Hi, welcome to the forum.

Unfortunately LR's own Publish Service doesn't have that 'do not republish' feature. Many of us have made an official request for such a feature, you could always use the link at the top of the page to do likewise.

In the meantime, I believe Jeffrey Friedl's Flickr plugin does have this capability.

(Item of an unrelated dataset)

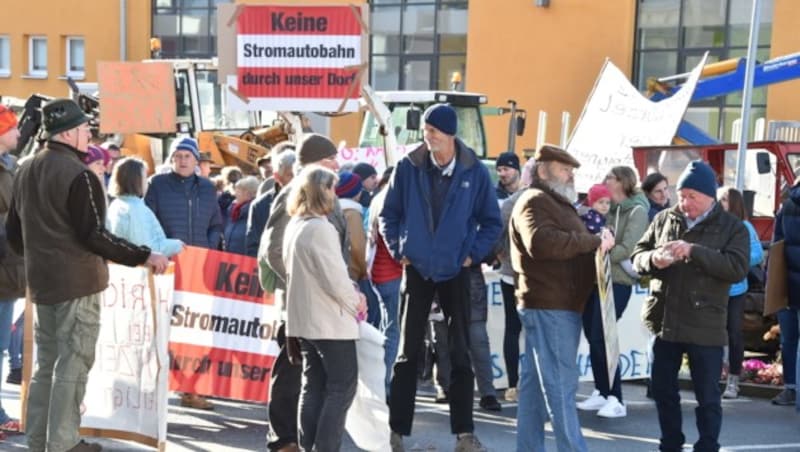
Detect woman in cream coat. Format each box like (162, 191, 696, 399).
(283, 165, 366, 452)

Might be worth checking it out.


----------



## clee01l (Nov 8, 2011)

Scatterbrained, Welcome to the forum. 
Unfortunately the Flickr Plugin that shipps with LR is pretty basic.  It does not have any "bells and whistles".  And right now you need "Bells & Whistles".  Jeffrey Freidl does offer his own version of the Flickr plugin. http://regex.info/blog/lightroom-goodies/flickr  With it you can specify what triggers a Flickr republish.  However, I do not think switching to Jeffrey's plugin will solve this problem, but it will give you more flexibility for future Flickr publishing events.

I've had some success manipulating the database that is the backbone of LR's catalog to resolve this very issue.   This would be a non standard approach and one that should only be attempted on the catalog with a duplicate backup (just in case)  If this kind of behind the scenes work interest you, we can pursue it further.  

A question though,  What harm will incur if you go ahead and republish every LR/Flickr photo?


----------



## DonRicklin (Nov 8, 2011)

When you go to publish in any Publish service in LR you don't ever have to publish all images indicated to be published by LR. If you Hold Alt/Opt down the Publish button at the bottom of the Left Panel Publish area changes to *Publish Selected*.

With Jeffrey Friedl's Publish Plugins you can also reset previously Published images now marked as Modified back to published using a special menu item under File/Plugin Extras/ FLikr (or SmugMug) Extras!

Don


----------



## scatterbrained (Nov 9, 2011)

Thanks for the input guys, I guess I'll have to download the Friedl plug-in.


----------